Molecular neuroimaging studies provide mounting evidence that neuroinflammation plays a contributory role in the pathogenesis of major depressive disorder (MDD). This has been the focus of a number of positron emission tomography (PET) studies of the 17-kDa translocator protein (TSPO), which is expressed by microglia and serves as a marker of neuroinflammation. In this meta-analysis, we compiled and analyzed all available molecular imaging studies comparing cerebral TSPO binding in MDD patients with healthy controls. Our systematic literature search yielded eight PET studies encompassing 238 MDD patients and 164 healthy subjects.

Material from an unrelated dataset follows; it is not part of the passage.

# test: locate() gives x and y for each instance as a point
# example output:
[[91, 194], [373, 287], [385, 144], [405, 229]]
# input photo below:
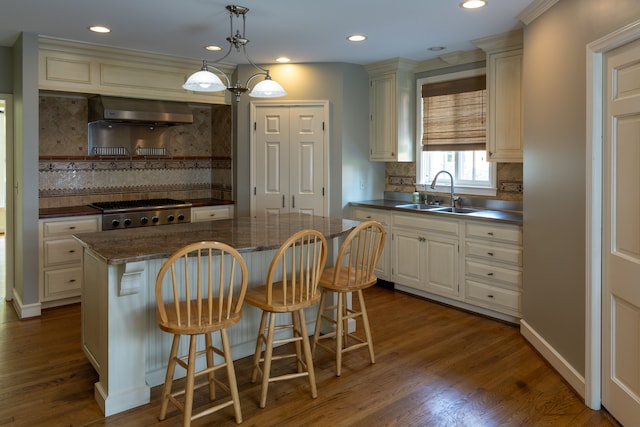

The meta-analysis revealed relatively increased TSPO binding in several cortical regions (anterior cingulate cortex: Hedges' g = 0.6, 95% CI: 0.36, 0.84; hippocampus: g = 0.54, 95% CI: 0.26, 0.81; insula: g = 0.43, 95% CI: 0.17, 0.69; prefrontal cortex: g = 0.36, 95% CI: 0.14, 0.59; temporal cortex: g = 0.39, 95% CI: -0.04, 0.81). While the high range of effect size in the temporal cortex might reflect group-differences in body mass index (BMI), exploratory analyses failed to reveal any relationship between elevated TSPO availability in the other four brain regions and depression severity, age, BMI, radioligand, or the binding endpoint used, or with treatment status at the time of scanning. Taken together, this meta-analysis indicates a widespread & SIM;18% increase of TSPO availability in the brain of MDD patients, with effect sizes comparable to those in earlier molecular imaging studies of serotonin transporter availability and monoamine oxidase A binding.